Last year, the Trump administration rescinded federal guidelines on school discipline enacted by President Barack Obama in 2014. The Obama administration measures sought to cut disproportionate school discipline rates for Black students.

“What we are clear around is that nothing will prevent this except winning police-free schools,” insisted Mr. Stiff. “So it does hearken back to all that we’ve seen and understanding what happens with a six-year-old Black girl, how it grows into what we saw at Spring Valley, when they’re at 16, when they’re violently attacked by school resource officers for normal behavior,” he said.

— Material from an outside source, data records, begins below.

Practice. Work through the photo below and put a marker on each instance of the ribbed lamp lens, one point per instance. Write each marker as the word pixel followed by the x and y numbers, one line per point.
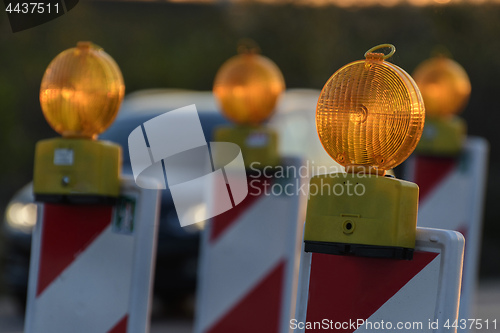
pixel 444 84
pixel 370 114
pixel 247 87
pixel 81 91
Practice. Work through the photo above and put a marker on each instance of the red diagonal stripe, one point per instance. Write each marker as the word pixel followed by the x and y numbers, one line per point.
pixel 260 310
pixel 67 231
pixel 343 288
pixel 257 187
pixel 121 326
pixel 430 171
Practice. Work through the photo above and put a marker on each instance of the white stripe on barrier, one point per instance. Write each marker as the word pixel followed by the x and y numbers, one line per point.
pixel 248 253
pixel 80 290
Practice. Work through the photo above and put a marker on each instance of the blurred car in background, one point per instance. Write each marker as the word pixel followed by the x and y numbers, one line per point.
pixel 177 253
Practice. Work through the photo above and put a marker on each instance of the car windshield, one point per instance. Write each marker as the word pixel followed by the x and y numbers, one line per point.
pixel 122 127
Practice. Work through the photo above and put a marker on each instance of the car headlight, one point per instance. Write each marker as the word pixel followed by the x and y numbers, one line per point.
pixel 21 216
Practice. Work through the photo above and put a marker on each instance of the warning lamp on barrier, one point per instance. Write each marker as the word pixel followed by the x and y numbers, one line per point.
pixel 80 95
pixel 369 118
pixel 247 87
pixel 445 88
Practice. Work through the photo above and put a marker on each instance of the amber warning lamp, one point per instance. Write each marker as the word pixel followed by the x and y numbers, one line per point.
pixel 369 118
pixel 80 95
pixel 247 88
pixel 445 88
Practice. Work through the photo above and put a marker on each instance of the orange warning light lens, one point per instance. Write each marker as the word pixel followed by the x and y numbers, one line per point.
pixel 247 87
pixel 444 84
pixel 370 114
pixel 81 91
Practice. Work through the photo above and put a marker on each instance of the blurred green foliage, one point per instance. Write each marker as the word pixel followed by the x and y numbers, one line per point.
pixel 160 44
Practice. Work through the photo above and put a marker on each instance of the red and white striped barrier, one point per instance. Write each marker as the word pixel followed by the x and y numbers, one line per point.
pixel 91 265
pixel 249 259
pixel 452 193
pixel 357 294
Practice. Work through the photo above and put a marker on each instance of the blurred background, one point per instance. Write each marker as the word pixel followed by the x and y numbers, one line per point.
pixel 181 44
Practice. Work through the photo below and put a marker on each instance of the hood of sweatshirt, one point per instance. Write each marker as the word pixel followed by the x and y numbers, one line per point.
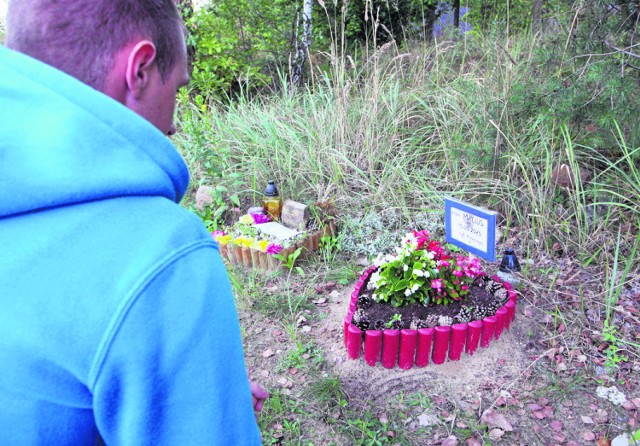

“It debunks a lot of the myths we have about our young folk and what they’re up to and it’s also even captioned in our report and why we titled it, ‘We Came to Learn,’ because that’s the spirit of young people,” Mr. Stith told The Final Call. “Regardless of how they arrive at the school, maybe from a rough journey getting there, but they come there to learn, and they’re met with police force that is ultimately denying them a right to an education.”

“We Came to Learn” recommends ending policing in schools and investing in community-building that improves safety and education for Black and Latino students.

Black children are policed differently because they’re viewed differently, declared Ms. Fernandez.

“All these things are reminiscent of the ‘super predator’ myth, that our girls are promiscuous, that our boys are dangerous, thus they need to be controlled and the only way that they can control them and dominate them is through violence,” she said.

According to We Came to Learn’s map of police violence in schools, there were 48 assaults on Black children and children of color during the 2018-2019 school year–which averages out to one incident a week.

It’s hard for parents to exercise power as police are sometimes there to deal with mothers and fathers, said Mr. Stith.

“We’ve seen stories and cases where parents have been arrested on site, and most recently, the assault at Shortridge in Indianapolis. There was a young man who was punched by a police officer as he stepped in between the officer and his mom, who was making a move towards him, so there’s a real concern that parents face with the police,” he explained.

If schools are supposed to allow young people to learn, develop and make mistakes having police officers present is a “fundamental flaw,” said Ms. Durrant.

“Especially in Philadelphia, the poorest big city in America, if you want to talk about day and night contradictions. We see communities and streets where they’re building luxury apartments across from streets with Section 8 low income housing,” she said. “We’re seeing schools that barely get money for students to have a gym, to have good quality food during lunch, to have enough teachers, to have small classroom sizes, to not have AC in 90 degree weather, but then at the same time, they’re getting police.”